As the BJP’s CM candidate, Vasundhara will undertake a 40-day yatra in August, starting from the Charbhuja temple in Rajsamand and covering 180 of the 200 constituencies. Nationalism and development will be the central themes. Her two previous yatras were in 2003 and 2013, when she was trying to wrest power from the Congress. She did not take out a rally towards the end of her first term as CM in 2008 because she probably sensed it was a lost cause. With Modi’s popularity backing her now and given the uncertainty over whether she can have another chance to be CM five years later, Vasundhara has deci­ded to go all guns blazing into the campaign. A slogan doing the rounds on social media, however, throws some light on the ­public mood: “Modi tujhse bair nahin, rani teri khair nahin (We have no grudges against you, Modi, but we won’t spare Vasundhara, the queen).”

Meanwhile, the state BJP has got a new chief after over two months of speculation about a tussle between Vasundhara and Shah. She wanted one of her loyalists and the central leadership was reportedly keener on G.S. Shekhawat. Eventually, the two sides agreed on Madan Lal Saini, who had lost the last three elections he conte­sted and is known to be a loose cannon. Replying to a question on farmers’ suicides in the state, he recently told rep­orters that Rajasthan farmers are unlikely to commit suicide as they are used to hard work and struggle. Asked about resentment among BJP MLAs over the CM allegedly not meeting them, Saini tells Outlook, “It’s wrong to say she does not meet people. We (men) can talk while brushing our teeth, shaving or washing clothes. Women can’t do that, so they have two hours less in a day. And there is government work as well…. The Congress does not even have a CM candidate.”

In the Rajasthan Congress, there is a tussle between Sachin Pilot and Ashok Gehlot. Two-time CM Gehlot, who was made an All India Congress Committee general secretary earlier this year, has often said that Rajasthan remains his karmabhoomi, besides taking digs at Pilot. After the Congress lost the Dholpur bypolls, where Pilot was at the campaign’s forefront, Gehlot blamed the party’s “overconfidence”.

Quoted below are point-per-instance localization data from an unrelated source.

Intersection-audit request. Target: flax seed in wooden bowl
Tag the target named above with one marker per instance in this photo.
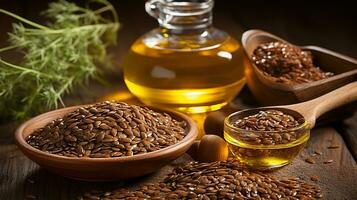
(270, 91)
(82, 164)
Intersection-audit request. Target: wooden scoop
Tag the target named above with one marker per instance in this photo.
(270, 92)
(313, 109)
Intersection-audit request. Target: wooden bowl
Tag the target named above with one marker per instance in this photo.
(269, 92)
(102, 169)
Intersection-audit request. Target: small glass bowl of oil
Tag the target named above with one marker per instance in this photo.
(261, 156)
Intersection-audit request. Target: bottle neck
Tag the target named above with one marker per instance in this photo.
(181, 17)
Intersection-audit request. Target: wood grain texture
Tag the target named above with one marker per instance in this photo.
(21, 178)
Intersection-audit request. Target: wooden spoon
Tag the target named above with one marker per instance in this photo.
(313, 109)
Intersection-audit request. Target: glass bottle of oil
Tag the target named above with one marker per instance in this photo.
(186, 63)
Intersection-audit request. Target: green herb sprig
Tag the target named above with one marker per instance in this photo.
(56, 57)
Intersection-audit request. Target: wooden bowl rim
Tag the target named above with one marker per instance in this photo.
(192, 133)
(298, 87)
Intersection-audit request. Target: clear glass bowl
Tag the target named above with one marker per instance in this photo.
(264, 157)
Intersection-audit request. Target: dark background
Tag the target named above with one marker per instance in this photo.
(332, 25)
(329, 24)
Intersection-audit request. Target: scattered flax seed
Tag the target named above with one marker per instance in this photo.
(333, 146)
(310, 160)
(328, 161)
(216, 180)
(314, 178)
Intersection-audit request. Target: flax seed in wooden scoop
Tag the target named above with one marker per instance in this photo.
(270, 137)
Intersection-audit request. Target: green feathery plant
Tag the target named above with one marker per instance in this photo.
(56, 57)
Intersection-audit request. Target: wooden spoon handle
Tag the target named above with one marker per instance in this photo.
(314, 108)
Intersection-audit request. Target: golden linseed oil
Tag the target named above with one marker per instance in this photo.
(186, 64)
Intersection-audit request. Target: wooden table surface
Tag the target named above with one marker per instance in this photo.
(20, 178)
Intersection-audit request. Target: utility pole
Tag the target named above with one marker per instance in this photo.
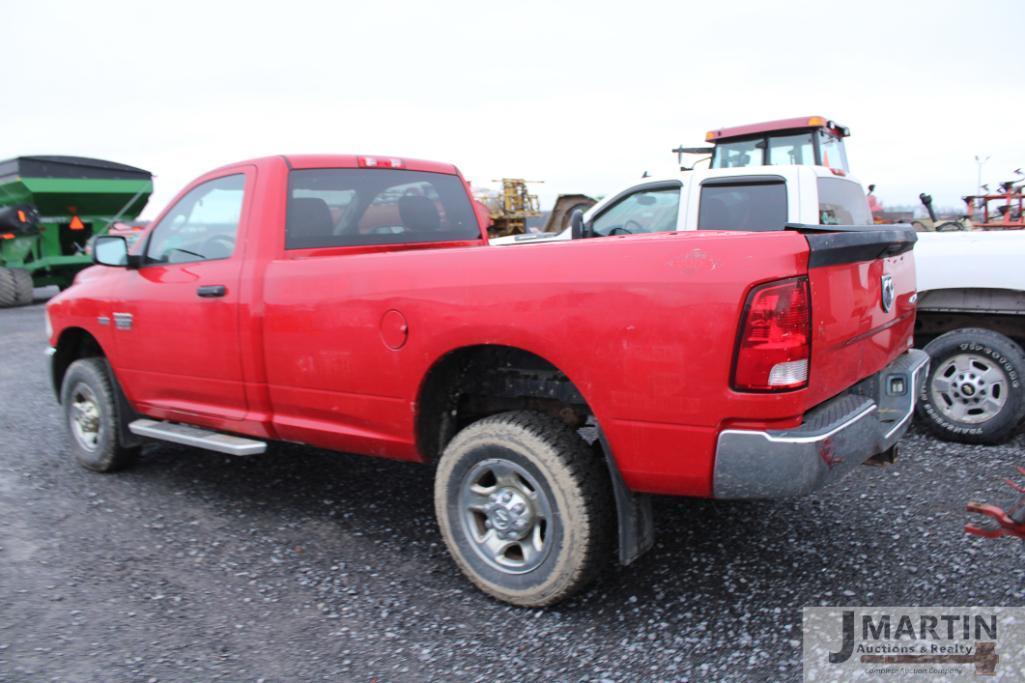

While Gehlot’s role in the Gujarat and Karnataka assembly polls has exalted his stature, Pilot has been the state Congress chief since the drubbing the party received in 2013 and made a mark in the bypolls as well as the local body elections. Many observers say the emergence of two camps under the two leaders is denting the party’s campaign. Ask them about the tussle and infighting, and they reply only in platitudes.